Hier, an der Alten Donau, freuen sich vor allem SPÖ-Neumitglieder wie Wolfgang Maier mit Babler: kein roter Funktionär und ebenso kein Babler-Fan der ersten Stunde. Er sei der SPÖ kurzfristig beigetreten, um Doskozil bei der Mitgliederabstimmung zu verhindern und den Wiener Gemeinderat Nikolaus Kowall zu unterstützen, meint Maier. Dann verkündete Babler einen Tag vor Ende der Bewerbungsfrist sein Antreten, Kowall zog zurück. Und Wolfgang Maier?
Wurde bei Bablers Wahlkampfauftakt in Wien-Ottakring bekehrt. Inhaltlich hätte Babler „zu 90 Prozent“ die bekannte SPÖ-Programmatik erzählt. Was unterscheidet ihn also von Doskozil oder Rendi-Wagner. „Er sagt es, er lebt es, er bringt die SPÖ-Basics wahnsinnig glaubhaft hinüber“, sagt Maier. Wie viele andere Fans, teils vom Glück berauscht, glaubt er: Der nächste SPÖ-Chef heißt Andreas Babler.

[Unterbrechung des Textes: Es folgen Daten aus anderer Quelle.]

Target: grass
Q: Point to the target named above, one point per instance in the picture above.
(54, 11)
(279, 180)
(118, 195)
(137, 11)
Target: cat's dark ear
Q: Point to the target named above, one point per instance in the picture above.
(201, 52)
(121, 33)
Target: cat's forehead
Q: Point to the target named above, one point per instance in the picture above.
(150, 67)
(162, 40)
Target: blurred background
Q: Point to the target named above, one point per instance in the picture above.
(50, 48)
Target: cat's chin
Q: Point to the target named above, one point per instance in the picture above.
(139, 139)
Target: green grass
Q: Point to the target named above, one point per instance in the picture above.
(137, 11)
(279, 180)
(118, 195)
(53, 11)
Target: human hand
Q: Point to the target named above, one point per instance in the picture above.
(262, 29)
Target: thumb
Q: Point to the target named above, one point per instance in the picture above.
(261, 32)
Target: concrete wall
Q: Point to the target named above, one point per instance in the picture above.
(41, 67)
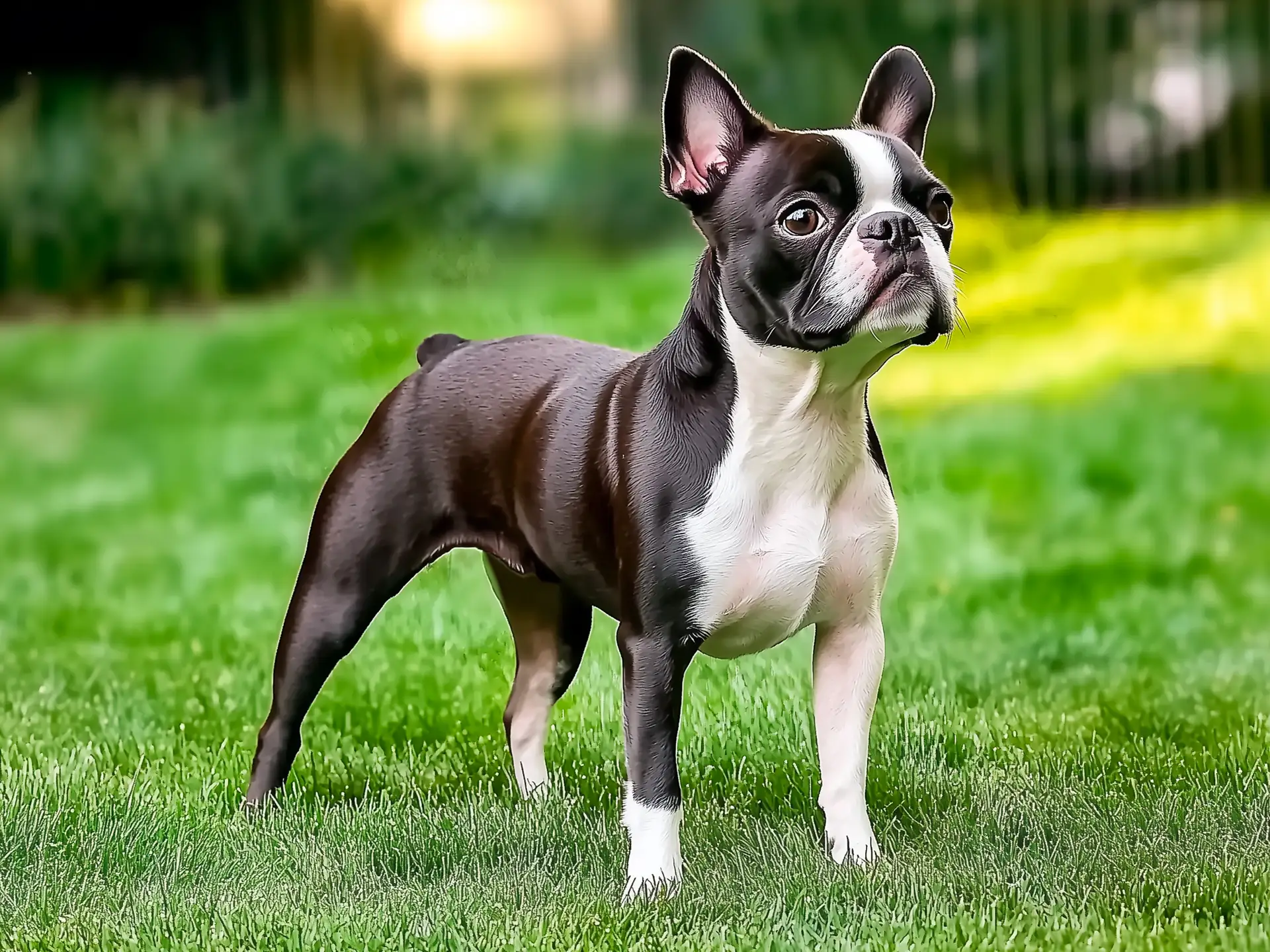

Alle Wege führen zu Babler
Babler stand ohnehin bereits als insgeheimer Sieger fest. Sein Team zeigte sich in den vergangenen Wochen mehr als selbstbewusst, teils siegessicher. Begründung: Bei Bablers Tour-Events seien mitnichten nur jüngere, linke Akademiker zugegen, sondern ebenso viele altgediente rote Mitglieder. Sie behielten recht. Auch Montagabend betont Babler gegenüber dem KURIER, dass sich seine Kampagne von jener der anderen Kandidaten deutlich abgehoben habe. Das sei der ausschlaggebende Grund gewesen, warum der das Feld von hinten habe aufrollen können.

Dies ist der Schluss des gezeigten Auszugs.